Ага, это значит тот самый дядька с приятным голосом, что сидел у него в ногах с правой стороны, догадался Чижик. Голос, как у дьякона в соборе, а сам тощий какой–то.

— Увольте, Василий Кузьмич, — сочно пророкотал тощий, кривя тонкие, синеватые губы. — Зачем вам мое мнение, если у вас имеется собственное?

— К тому же, у вас просто нет другого выхода, — развел руками его товарищ, ехавший на повозке в ногах Чижика слева. — Вольно или невольно он оказался свидетелем нашего разговора в пути, и кто поручится, что он в это время уже спал. Да и ваша, так сказать, дислокация…

Чижик взглянул на него исподлобья: тоже пожилой, как и Владислав Платонович, только суровее на вид. У него полувоенная фуражка на черноволосой голове с седыми висками, из–под козырька светятся маленькие злые глаза.

— Ну, говори, чертенок, по чьему заданию ты проник в наш лагерь? — снова подступил к Чижику пышноусый Василий Кузьмич.

Чижик вновь забожился, что никто его никуда не посылал и что в повозку он забрался понуждаемый голодом.

— Значит, не хочешь сказать нам правду, — расценил по–своему объяснения мальчишки взрослый. — Так мы тебя все одно заставим признаться. Эй, Шкамарда! — обратился он к одному из своих подчиненных.

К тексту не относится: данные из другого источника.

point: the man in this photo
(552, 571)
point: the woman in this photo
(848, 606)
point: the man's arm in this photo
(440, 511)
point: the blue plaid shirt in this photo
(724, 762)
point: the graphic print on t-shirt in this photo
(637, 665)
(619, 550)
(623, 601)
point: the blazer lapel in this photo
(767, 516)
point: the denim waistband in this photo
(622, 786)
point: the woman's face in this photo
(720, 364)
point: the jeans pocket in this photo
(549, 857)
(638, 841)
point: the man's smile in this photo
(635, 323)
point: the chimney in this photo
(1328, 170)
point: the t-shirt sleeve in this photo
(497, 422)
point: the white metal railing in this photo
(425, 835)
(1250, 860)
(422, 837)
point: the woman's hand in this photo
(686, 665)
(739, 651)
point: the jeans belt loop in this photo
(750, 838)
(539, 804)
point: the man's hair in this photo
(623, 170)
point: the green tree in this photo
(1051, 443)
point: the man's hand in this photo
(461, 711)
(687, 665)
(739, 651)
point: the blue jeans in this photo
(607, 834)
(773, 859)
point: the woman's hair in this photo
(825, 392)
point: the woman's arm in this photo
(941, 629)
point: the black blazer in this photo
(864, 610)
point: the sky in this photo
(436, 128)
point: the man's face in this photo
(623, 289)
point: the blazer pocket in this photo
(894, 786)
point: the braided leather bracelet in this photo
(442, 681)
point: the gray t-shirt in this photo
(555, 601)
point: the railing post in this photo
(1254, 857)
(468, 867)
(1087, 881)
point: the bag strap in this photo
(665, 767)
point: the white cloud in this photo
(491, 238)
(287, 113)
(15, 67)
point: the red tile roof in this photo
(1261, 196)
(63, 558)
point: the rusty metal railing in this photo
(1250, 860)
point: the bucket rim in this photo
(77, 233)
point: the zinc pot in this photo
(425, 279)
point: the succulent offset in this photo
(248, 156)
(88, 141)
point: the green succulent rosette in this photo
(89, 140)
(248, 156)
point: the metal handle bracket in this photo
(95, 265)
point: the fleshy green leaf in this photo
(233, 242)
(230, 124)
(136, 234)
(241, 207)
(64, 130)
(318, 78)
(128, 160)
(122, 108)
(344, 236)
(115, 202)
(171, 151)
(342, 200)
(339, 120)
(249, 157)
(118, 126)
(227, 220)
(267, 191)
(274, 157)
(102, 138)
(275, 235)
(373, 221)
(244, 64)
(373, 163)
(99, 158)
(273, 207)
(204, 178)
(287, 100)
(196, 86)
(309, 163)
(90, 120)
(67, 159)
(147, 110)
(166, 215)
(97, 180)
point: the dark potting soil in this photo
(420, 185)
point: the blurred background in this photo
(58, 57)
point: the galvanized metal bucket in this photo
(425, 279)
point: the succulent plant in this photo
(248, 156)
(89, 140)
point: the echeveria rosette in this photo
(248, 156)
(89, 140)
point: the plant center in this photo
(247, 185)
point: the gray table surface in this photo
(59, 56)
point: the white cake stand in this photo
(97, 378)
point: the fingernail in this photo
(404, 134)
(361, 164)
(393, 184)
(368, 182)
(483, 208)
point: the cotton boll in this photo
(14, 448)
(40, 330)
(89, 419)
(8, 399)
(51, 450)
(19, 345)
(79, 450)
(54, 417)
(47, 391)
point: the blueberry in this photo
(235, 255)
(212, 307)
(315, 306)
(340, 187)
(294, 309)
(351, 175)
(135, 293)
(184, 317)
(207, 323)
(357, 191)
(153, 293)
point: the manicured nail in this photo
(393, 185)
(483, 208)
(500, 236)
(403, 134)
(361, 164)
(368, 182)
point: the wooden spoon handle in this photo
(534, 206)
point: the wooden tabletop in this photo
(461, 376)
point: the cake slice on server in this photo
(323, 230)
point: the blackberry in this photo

— Чего надо, гражданин атаман? — нехотя подошел к нему совсем еще молоденький бандит в казачьей шапке и рубахе, подпоясанной ремнем с кобурой справа и шашкой — слева. Но не молодость его и не настоящая кобура с шашкой поразили Чижика. Поразили его серые, очень уж знакомые глаза.

— Дешевый буду… — заулыбался Чижик, намереваясь обратиться к обладателю этих глаз, но тот вывернул их на него с таким угрожающим выражением, что он осекся и остался на месте.

— У тебя, Ваня, кажись, новая плетка? — спросил у Шкамарды атаман.

— Новая, а что? — тряхнул Ваня свитой для него Семеном Мухиным из сыромятной кожи плеткой, стараясь не встречаться взглядом с Чижиковыми недоуменно вытаращенными глазами.

— А ну–ка, испытай ее на шпионе.

— На каком шпионе? — удивился Ваня.

— Вот на этом самом. Всыпь ему горяченьких для сугреву, а то вишь как он трясется, бедный.

— Да ну его к черту, — отмахнулся от «шпиона» Ваня. — Руки об него марать.

У атамана побагровели щеки от досады: подчиненный в присутствии начальства прекословит своему командиру.

— В таком разе помарает руки Сеня Мухин… об тебя, — сказал он, выразительно взглянув на стоящего тут же улыбающегося верзилу в опорках. А бандиты одобрительно заржали. Делать нечего, Ваня расправил в руках плеть.

— Ложись. — сказал он хмуро мальчишке, по–прежнему избегая его взглядов.

— Да ты что?! — крикнул Чижик, хватаясь за трусы и пятясь к фургону.

Но к нему быстро подошел верзила в опорках и с недоброй ухмылкой на плоском лице сграбастал его, как ягненка.

— Ну, чего дергаешься? — упрекнул он свою жертву, укладывая на усыпанный овечьим пометом песок и зажимая его голову между коленями.

— Ай! — взвизгнула жертва под ударом плети и засучила ногами. — Мишка! Падла! Зачем бьешь? А еще кореш называется!

Снова свистнула плеть, напомнив истязуемому мальчишке, что он не однажды кормил своего палача украденной в станционном буфете колбасой, о чем и сообщил ему под веселый гогот окружающих.